Stephan Steinlein, ambassadeur d'Allemagne en France :

Monsieur le Président, mesdames les sénatrices, messieurs les sénateurs, je vous remercie pour vos condoléances, en ce moment difficile pour la France et pour l'Allemagne.

Je suis très honoré et heureux d'être parmi vous aujourd'hui. J'ai eu le plaisir de rencontrer votre président, M. Gérard Larcher, avant son voyage à Berlin, auquel, monsieur le Président, vous avez participé. Je vous remercie de l'intérêt que vous portez aux relations franco-allemandes. J'ai entendu dire que vos discussions à Berlin étaient intéressantes et importantes.

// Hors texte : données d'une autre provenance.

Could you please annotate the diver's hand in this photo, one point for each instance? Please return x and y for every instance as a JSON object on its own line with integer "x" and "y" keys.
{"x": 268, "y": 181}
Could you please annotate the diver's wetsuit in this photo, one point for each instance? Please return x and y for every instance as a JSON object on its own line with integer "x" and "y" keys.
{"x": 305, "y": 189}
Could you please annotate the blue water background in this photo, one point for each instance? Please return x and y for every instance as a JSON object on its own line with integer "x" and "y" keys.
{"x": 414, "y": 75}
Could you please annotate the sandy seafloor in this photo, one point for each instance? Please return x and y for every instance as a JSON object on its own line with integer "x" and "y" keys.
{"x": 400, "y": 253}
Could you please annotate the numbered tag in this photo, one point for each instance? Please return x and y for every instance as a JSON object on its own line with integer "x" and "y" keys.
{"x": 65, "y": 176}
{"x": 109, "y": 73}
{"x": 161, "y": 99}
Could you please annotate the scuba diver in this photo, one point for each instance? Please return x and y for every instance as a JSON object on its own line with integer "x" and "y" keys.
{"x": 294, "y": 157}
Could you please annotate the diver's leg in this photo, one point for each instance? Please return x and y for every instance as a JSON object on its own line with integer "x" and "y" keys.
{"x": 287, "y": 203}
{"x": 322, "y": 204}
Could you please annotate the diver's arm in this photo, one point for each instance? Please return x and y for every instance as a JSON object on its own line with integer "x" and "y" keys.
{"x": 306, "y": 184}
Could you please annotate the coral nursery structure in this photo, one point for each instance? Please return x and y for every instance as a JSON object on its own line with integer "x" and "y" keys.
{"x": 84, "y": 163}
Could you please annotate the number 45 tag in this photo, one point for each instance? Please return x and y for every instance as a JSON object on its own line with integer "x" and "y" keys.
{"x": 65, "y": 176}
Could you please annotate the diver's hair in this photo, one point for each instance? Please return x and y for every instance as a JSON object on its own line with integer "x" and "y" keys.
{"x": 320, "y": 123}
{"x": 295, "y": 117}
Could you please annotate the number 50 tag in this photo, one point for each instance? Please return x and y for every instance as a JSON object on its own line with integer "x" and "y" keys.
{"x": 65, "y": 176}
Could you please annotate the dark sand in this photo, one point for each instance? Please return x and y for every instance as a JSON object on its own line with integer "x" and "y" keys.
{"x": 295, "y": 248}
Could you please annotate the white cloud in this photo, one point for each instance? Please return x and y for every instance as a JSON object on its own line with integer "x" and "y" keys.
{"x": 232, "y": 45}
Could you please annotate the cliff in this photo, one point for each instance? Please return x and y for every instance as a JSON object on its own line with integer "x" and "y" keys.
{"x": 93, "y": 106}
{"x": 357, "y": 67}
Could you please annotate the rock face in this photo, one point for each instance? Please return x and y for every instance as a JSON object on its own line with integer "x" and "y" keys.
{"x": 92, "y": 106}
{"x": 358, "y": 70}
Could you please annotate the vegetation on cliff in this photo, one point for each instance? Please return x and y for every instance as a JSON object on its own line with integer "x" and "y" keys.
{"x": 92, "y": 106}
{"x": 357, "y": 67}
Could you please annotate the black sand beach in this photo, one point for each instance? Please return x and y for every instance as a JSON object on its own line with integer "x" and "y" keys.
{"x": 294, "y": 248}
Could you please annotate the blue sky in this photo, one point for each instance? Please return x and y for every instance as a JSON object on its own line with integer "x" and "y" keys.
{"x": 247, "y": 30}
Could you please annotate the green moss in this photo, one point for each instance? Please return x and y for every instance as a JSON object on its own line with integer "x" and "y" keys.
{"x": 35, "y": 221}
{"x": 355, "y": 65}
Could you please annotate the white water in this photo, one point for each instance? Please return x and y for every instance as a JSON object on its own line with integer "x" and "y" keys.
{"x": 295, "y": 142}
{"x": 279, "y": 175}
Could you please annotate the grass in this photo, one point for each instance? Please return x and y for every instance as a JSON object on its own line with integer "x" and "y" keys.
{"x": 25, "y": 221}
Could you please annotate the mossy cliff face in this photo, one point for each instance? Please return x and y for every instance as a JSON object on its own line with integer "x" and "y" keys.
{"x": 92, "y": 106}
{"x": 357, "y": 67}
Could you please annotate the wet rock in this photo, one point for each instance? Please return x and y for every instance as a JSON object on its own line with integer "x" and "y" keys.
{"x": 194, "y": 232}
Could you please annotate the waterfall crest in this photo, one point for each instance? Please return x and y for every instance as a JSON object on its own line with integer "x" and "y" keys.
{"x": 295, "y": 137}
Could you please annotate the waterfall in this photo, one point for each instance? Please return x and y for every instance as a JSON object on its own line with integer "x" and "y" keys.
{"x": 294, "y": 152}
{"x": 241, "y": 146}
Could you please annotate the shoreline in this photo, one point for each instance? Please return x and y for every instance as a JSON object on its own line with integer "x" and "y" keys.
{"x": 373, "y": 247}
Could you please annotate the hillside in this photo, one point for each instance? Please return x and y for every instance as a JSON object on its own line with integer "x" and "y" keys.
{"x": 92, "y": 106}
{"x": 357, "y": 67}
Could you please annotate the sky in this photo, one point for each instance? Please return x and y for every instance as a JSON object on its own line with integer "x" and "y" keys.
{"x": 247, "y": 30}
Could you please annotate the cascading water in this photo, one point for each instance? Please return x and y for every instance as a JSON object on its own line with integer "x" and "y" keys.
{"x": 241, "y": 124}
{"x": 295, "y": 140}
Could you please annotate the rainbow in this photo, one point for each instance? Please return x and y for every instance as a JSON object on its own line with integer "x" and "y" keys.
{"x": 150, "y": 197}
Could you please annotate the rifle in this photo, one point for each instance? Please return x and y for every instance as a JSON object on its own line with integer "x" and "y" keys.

Elles ont certainement contribué à une meilleure compréhension mutuelle dans les différents domaines, qu'il s'agisse de la politique de sécurité, de l'économie ou de la politique énergétique.

En amont de votre déplacement, j'ai pu expliquer à certains de vos interlocuteurs à Berlin, l'importance du Sénat dans le système politique français, souvent méconnu ou mal compris. J'ai souligné que son rôle s'était encore considérablement accru, compte tenu de la composition de la majorité à l'Assemblée nationale.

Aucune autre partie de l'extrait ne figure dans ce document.